Storage silos can range in size, typically around 1,400m3 (50,000ft3) and are equipped with a reclaim mechanism similar to a circular screw. This allows the operator to monitor the material as it returns back into the system when needed.
THE JOURNEY VIA PORTS
If the pellets are destined for export, they can be carried by rail or road to a port’s receiving facility and from there loaded onto a bulk carrier. Ship loaders are specified to suit the operation, including those for handling biomass. These systems feature an angled chute, which reduces the velocity of the cargo, to mitigate the impact and crushing forces that might otherwise cause it to break up as it reaches the hold.
When the vessel arrives at its destination, a Siwertell screw-type ship unloader is waiting. Using a counter-rotating inlet feeder, the biomass pellets are taken up into the machine, ensuring high-capacity, gentle material handling that delivers market-leading performance.
Siwertell unloaders, installed at many terminals around the world, have been selected precisely for their ability to handle delicate cargoes such as grains, alumina, and biomass without causing degradation, and maintaining material quality for the end user.
GIVING EFFICIENCY THE RESPECT IT DESERVES
Every import and export dry bulk terminal has a unique equipment footprint, ranging from relatively simple to complex configurations. These differences are determined by multiple factors such as geography, socio-political economics, regulations, capacity requirements, volumes and types of materials and vessels handled, and existing infrastructures.
Terminal equipment is therefore matched to these needs and has natural equipment pairings to deliver the best results. For example, rail-mounted ship loaders coupled with jetty conveyors and tripper discharge arrangements. These trippers travel with the loader along the berth, ensuring a smooth material feed and the fastest possible hold feed times. They can also be covered to prevent dust emissions and protect cargo from the weather, especially materials such as grain.
Ship unloaders have perfectly paired equipment arrangements as well. They can include auxiliary machinery such as conveyor belt lifters and tensioners, and movable transfer trolleys, which act as junctions between the unloader and conveyor. Conveyors are also site specific, and different system choices impact operational efficiency.
Relatively new to the Bruks Siwertell portfolio is ‘The Belt ConveyorTM’, which employs pioneering air-cushion technology to dramatically reduce maintenance and operating costs.
Bruks Siwertell is in a good position to offer insight on the biomass trade and to deliver the best combination of handling products the market has to offer, now, and in the future.

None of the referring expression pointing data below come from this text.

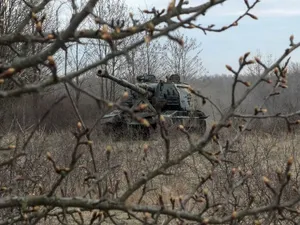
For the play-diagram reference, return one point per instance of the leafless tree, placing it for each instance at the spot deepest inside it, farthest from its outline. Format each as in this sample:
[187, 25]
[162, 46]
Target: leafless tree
[80, 182]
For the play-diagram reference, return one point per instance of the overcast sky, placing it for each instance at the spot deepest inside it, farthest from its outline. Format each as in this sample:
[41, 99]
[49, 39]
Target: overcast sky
[278, 19]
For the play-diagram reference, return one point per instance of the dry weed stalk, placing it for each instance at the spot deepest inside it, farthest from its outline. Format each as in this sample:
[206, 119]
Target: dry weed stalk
[91, 182]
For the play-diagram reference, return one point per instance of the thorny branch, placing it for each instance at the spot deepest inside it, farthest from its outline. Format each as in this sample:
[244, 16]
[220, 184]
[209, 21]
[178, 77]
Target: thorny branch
[116, 194]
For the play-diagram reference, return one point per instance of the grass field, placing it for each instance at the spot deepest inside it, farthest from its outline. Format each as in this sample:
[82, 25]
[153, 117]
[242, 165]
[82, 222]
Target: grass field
[258, 154]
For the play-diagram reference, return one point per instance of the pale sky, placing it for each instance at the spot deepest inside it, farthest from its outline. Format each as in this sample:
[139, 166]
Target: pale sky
[277, 20]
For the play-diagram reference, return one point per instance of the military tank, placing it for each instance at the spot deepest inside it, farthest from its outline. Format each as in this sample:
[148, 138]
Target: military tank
[171, 99]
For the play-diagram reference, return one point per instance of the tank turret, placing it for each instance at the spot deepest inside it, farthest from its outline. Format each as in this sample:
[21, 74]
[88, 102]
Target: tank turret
[170, 98]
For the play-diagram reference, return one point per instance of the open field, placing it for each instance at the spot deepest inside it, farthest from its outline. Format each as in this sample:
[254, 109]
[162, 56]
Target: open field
[255, 155]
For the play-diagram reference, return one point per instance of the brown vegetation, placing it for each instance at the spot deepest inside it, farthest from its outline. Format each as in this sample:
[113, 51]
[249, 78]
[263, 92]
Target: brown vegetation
[57, 168]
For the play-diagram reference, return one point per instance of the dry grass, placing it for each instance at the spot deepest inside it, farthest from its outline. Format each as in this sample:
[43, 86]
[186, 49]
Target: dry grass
[262, 154]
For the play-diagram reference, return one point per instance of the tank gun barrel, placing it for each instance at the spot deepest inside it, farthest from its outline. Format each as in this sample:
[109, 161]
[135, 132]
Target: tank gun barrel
[122, 82]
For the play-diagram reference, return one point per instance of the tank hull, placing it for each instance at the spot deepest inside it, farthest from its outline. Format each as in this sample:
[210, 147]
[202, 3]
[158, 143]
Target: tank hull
[123, 127]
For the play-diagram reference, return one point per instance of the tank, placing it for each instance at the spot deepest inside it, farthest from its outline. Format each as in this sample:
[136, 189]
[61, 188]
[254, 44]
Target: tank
[170, 99]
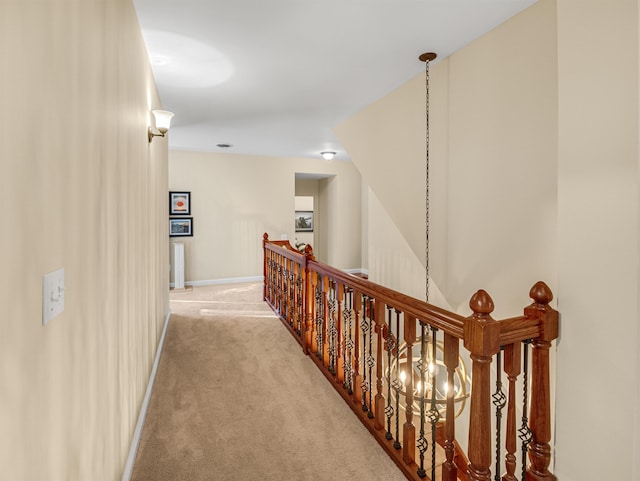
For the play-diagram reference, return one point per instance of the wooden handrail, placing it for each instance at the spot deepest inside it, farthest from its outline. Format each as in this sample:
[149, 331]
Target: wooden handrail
[339, 320]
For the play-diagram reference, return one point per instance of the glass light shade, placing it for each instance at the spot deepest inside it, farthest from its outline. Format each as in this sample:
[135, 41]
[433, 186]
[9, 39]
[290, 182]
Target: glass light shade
[163, 119]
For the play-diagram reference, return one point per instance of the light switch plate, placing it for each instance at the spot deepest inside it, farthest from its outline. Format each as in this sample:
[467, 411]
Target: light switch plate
[52, 295]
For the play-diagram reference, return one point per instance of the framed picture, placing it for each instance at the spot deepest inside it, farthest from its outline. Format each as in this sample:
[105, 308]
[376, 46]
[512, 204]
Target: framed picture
[304, 221]
[179, 203]
[181, 227]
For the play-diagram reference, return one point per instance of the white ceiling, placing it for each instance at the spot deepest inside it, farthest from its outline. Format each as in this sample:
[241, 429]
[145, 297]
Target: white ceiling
[273, 77]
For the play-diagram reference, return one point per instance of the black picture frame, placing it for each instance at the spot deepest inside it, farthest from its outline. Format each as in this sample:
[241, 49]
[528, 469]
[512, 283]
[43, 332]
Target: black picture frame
[181, 227]
[304, 220]
[179, 203]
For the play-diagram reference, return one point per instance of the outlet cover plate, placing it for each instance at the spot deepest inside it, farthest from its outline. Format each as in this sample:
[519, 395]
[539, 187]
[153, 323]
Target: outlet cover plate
[52, 295]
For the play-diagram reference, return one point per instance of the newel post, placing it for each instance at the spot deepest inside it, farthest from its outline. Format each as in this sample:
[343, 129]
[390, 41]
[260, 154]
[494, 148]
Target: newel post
[482, 339]
[540, 410]
[308, 296]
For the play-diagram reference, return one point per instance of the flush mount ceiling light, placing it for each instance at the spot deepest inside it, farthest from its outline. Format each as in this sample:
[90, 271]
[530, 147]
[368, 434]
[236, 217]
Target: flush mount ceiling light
[163, 122]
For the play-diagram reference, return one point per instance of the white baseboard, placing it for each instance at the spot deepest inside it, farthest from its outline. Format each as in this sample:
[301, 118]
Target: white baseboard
[137, 434]
[231, 280]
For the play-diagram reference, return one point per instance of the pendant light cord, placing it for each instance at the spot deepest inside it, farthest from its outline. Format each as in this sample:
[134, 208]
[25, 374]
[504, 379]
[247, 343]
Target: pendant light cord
[426, 246]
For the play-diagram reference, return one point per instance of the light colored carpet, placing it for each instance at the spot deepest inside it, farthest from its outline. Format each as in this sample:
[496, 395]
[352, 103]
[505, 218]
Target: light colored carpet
[236, 399]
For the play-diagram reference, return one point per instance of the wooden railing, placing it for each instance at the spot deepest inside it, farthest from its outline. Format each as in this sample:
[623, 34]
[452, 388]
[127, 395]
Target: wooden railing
[387, 354]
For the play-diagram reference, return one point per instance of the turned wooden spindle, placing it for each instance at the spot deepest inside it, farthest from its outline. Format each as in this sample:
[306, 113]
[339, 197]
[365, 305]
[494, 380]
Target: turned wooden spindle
[357, 377]
[325, 321]
[451, 361]
[540, 409]
[512, 368]
[265, 260]
[482, 339]
[339, 347]
[379, 405]
[408, 429]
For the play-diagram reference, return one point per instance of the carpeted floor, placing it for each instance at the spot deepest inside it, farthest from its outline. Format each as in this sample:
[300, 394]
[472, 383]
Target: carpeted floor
[236, 399]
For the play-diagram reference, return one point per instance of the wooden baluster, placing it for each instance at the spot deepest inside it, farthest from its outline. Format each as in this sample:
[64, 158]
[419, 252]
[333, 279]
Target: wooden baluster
[512, 368]
[314, 314]
[379, 400]
[451, 361]
[482, 339]
[357, 377]
[408, 429]
[299, 298]
[339, 347]
[265, 263]
[540, 409]
[325, 321]
[308, 296]
[288, 263]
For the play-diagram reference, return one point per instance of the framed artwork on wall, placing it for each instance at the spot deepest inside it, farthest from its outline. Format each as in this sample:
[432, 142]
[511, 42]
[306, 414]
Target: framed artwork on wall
[304, 221]
[179, 203]
[181, 227]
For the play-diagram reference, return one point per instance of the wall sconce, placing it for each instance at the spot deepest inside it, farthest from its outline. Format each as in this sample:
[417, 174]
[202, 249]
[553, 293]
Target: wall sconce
[163, 121]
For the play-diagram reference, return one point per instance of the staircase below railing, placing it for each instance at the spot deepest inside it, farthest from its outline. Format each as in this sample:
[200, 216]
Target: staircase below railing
[398, 364]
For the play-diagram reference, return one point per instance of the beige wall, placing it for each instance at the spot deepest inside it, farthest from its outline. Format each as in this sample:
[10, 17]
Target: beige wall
[492, 181]
[539, 134]
[81, 189]
[237, 198]
[598, 369]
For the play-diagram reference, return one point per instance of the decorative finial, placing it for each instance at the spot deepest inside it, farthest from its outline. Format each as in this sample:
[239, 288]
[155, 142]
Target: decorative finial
[481, 303]
[540, 293]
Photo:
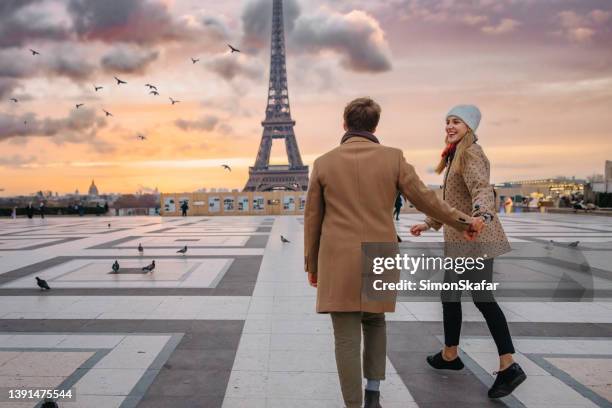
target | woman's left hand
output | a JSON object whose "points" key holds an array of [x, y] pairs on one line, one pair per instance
{"points": [[474, 229]]}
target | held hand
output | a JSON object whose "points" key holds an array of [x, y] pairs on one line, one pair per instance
{"points": [[312, 279], [417, 229], [474, 229]]}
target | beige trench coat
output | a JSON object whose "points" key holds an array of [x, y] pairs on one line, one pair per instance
{"points": [[351, 193], [472, 193]]}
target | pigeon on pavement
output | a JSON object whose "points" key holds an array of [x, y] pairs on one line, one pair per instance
{"points": [[42, 284], [150, 267]]}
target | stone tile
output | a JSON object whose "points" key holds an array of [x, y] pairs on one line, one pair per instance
{"points": [[112, 381], [44, 363]]}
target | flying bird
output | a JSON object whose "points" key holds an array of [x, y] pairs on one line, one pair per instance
{"points": [[42, 284], [150, 267]]}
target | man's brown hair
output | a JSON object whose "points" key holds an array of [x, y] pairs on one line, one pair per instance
{"points": [[362, 114]]}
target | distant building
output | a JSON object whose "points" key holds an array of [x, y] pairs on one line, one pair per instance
{"points": [[604, 185], [93, 190], [549, 188]]}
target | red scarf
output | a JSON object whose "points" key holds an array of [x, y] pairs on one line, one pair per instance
{"points": [[449, 150]]}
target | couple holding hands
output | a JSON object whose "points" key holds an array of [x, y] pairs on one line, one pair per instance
{"points": [[351, 193]]}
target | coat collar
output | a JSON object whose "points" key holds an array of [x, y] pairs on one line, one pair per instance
{"points": [[359, 134]]}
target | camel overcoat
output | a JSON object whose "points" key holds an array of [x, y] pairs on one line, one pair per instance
{"points": [[472, 193], [350, 196]]}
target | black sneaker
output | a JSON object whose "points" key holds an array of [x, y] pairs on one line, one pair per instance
{"points": [[507, 381], [437, 362], [372, 399]]}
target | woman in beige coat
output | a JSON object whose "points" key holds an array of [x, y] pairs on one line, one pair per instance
{"points": [[467, 188]]}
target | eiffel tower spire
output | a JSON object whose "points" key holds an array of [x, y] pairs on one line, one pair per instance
{"points": [[278, 123]]}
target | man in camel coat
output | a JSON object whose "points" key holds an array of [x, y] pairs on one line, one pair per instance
{"points": [[351, 190]]}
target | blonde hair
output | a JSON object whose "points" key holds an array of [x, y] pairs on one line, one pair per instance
{"points": [[459, 158]]}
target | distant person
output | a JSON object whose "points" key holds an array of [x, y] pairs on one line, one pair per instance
{"points": [[467, 187], [184, 208], [398, 206], [508, 205], [341, 213]]}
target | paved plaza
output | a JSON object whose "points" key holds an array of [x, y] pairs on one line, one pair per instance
{"points": [[231, 323]]}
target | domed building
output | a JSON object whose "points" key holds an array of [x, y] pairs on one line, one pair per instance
{"points": [[93, 190]]}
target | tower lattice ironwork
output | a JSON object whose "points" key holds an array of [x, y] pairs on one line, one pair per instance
{"points": [[278, 123]]}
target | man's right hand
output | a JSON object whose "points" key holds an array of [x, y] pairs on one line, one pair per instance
{"points": [[474, 229], [417, 229]]}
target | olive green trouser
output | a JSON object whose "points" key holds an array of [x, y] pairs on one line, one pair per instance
{"points": [[347, 334]]}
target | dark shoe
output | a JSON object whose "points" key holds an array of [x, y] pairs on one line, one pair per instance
{"points": [[507, 381], [437, 362], [372, 399]]}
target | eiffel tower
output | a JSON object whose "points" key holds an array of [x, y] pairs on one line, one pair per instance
{"points": [[278, 124]]}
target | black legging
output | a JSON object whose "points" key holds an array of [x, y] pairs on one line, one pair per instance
{"points": [[484, 301]]}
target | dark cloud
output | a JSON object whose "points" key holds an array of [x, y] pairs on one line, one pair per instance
{"points": [[207, 123], [356, 36], [7, 86], [135, 21], [215, 27], [80, 126], [128, 60], [230, 66], [71, 66], [14, 63], [63, 61], [23, 21]]}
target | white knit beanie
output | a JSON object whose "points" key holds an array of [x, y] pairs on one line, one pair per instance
{"points": [[469, 114]]}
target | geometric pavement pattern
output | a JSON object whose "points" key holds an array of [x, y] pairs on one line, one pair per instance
{"points": [[232, 322]]}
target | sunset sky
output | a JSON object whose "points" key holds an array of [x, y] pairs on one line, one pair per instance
{"points": [[541, 72]]}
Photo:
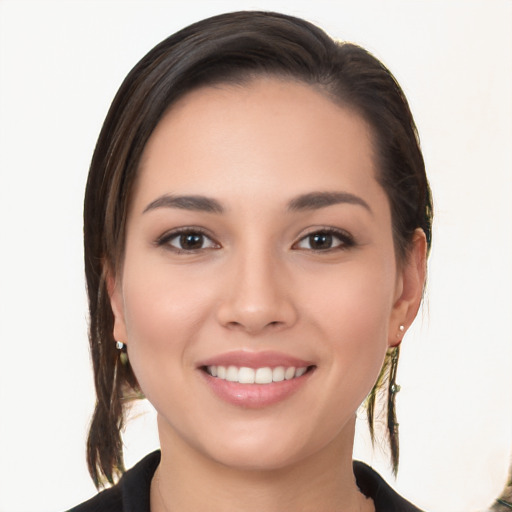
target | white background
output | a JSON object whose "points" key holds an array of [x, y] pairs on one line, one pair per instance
{"points": [[60, 65]]}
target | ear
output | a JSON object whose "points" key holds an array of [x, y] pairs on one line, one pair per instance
{"points": [[410, 284], [117, 305]]}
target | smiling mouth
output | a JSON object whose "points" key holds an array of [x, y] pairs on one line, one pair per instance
{"points": [[263, 375]]}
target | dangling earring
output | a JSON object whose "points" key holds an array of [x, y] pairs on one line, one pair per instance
{"points": [[393, 389], [123, 356]]}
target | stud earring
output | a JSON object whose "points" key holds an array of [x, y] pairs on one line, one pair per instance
{"points": [[123, 356]]}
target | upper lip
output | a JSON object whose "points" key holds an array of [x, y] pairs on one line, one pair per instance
{"points": [[249, 359]]}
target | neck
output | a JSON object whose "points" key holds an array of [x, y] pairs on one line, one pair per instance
{"points": [[187, 480]]}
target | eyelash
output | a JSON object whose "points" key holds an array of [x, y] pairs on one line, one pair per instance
{"points": [[165, 240], [345, 240]]}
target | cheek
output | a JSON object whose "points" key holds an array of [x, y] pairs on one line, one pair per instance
{"points": [[163, 314], [352, 311]]}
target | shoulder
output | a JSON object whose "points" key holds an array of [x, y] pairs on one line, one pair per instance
{"points": [[131, 494], [384, 497]]}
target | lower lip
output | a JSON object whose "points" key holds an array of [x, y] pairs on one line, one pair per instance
{"points": [[255, 396]]}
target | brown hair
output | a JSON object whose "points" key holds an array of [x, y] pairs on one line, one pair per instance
{"points": [[231, 47]]}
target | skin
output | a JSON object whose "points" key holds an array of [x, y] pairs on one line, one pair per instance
{"points": [[257, 283]]}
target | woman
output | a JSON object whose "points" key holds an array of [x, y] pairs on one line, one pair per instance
{"points": [[257, 220]]}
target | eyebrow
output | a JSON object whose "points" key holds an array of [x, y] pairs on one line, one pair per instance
{"points": [[309, 201], [317, 200], [195, 203]]}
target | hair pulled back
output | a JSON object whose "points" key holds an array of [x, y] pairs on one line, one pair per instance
{"points": [[229, 48]]}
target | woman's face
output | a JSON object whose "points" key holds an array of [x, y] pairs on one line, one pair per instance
{"points": [[259, 290]]}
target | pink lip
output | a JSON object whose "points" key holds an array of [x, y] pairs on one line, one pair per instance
{"points": [[255, 396], [255, 360]]}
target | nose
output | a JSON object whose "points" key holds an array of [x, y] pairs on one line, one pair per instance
{"points": [[258, 294]]}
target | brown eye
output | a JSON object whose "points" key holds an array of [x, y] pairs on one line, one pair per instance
{"points": [[325, 240], [190, 241], [187, 241], [320, 241]]}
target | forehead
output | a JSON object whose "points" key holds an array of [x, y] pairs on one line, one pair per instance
{"points": [[269, 136]]}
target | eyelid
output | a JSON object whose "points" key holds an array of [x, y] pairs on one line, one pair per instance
{"points": [[346, 239], [165, 238]]}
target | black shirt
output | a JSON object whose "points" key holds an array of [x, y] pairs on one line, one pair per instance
{"points": [[131, 494]]}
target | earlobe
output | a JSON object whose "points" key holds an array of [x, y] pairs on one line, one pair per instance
{"points": [[412, 280], [116, 303]]}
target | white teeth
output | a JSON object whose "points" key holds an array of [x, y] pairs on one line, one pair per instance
{"points": [[278, 374], [289, 373], [264, 375], [232, 374], [246, 375]]}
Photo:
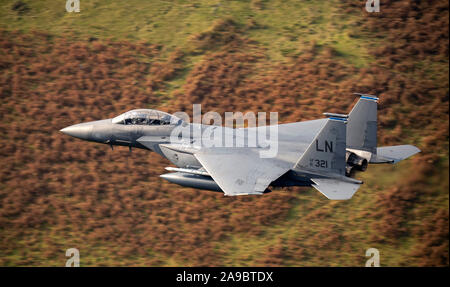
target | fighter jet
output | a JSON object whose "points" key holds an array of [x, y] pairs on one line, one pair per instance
{"points": [[323, 153]]}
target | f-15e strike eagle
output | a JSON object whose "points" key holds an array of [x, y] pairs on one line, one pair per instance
{"points": [[322, 153]]}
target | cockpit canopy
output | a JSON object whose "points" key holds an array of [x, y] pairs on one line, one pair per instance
{"points": [[146, 117]]}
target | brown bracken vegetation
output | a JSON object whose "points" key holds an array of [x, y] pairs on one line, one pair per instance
{"points": [[57, 192]]}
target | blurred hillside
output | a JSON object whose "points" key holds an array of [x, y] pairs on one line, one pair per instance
{"points": [[298, 58]]}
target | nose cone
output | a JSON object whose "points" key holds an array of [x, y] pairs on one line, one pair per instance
{"points": [[81, 131]]}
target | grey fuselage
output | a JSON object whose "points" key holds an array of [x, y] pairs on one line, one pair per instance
{"points": [[155, 136]]}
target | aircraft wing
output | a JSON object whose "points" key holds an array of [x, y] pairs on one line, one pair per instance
{"points": [[335, 189], [240, 171]]}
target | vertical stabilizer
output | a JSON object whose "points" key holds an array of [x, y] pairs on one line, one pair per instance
{"points": [[327, 151]]}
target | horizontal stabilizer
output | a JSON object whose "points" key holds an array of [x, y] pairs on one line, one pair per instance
{"points": [[395, 154], [335, 189]]}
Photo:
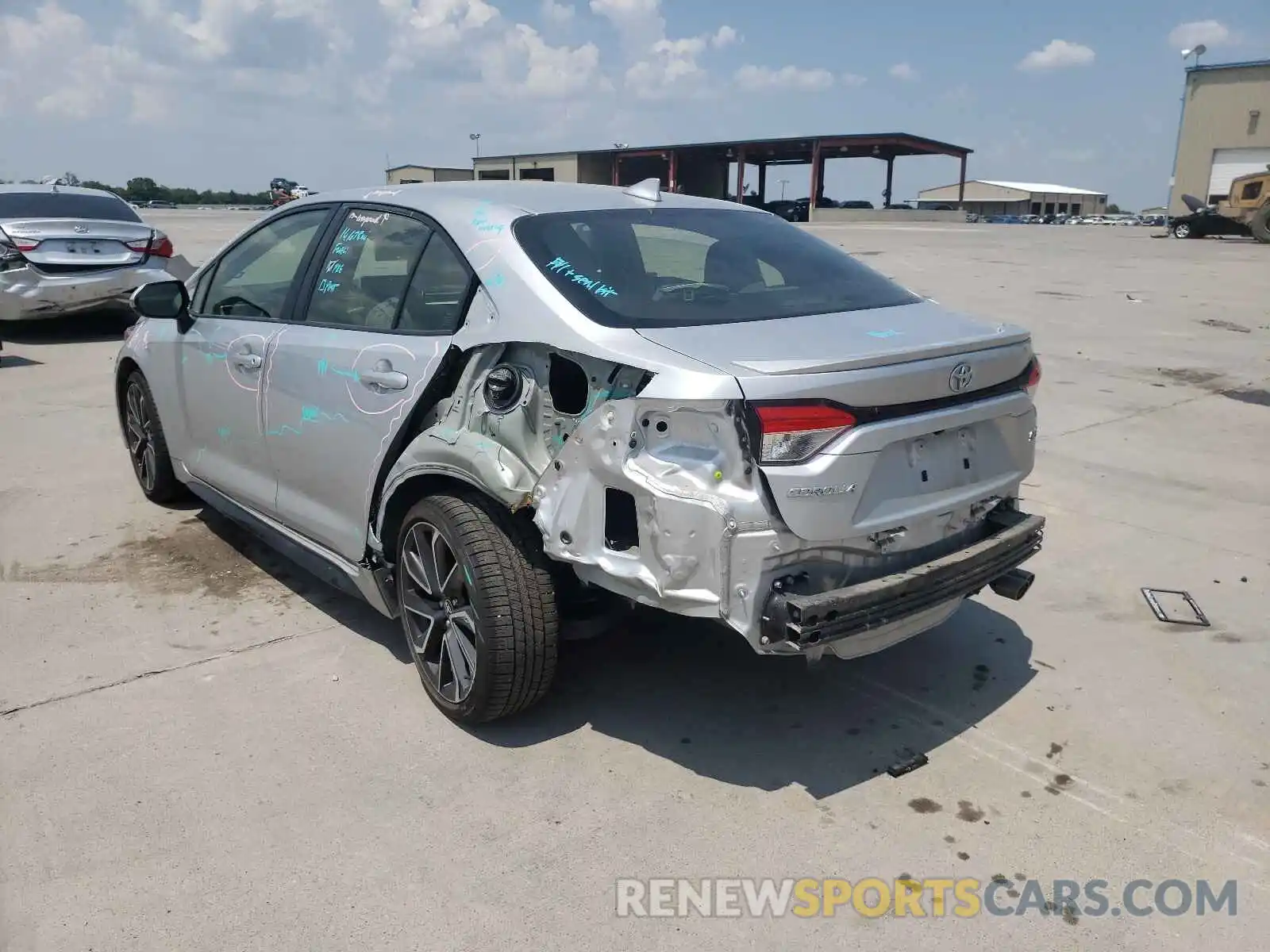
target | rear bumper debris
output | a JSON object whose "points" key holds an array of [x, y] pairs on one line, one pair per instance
{"points": [[804, 621]]}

“Our range of equipment ensures an end-to-end supply chain, producing the best possible results in the processing, manufacture, transportation and eventual burning of biomass cargoes,” says Mr Upchurch.
“We provide both pellet producers and end users with the means to maintain lower material costs and maximise efficiency. With chipping technology in the forest, truck dumper systems at receiving facilities, new technology such as the belt conveyor, and existing and new ship loaders and unloaders, Bruks Siwertell is in a prime position to share in the opportunities presented by this growing market,” he adds.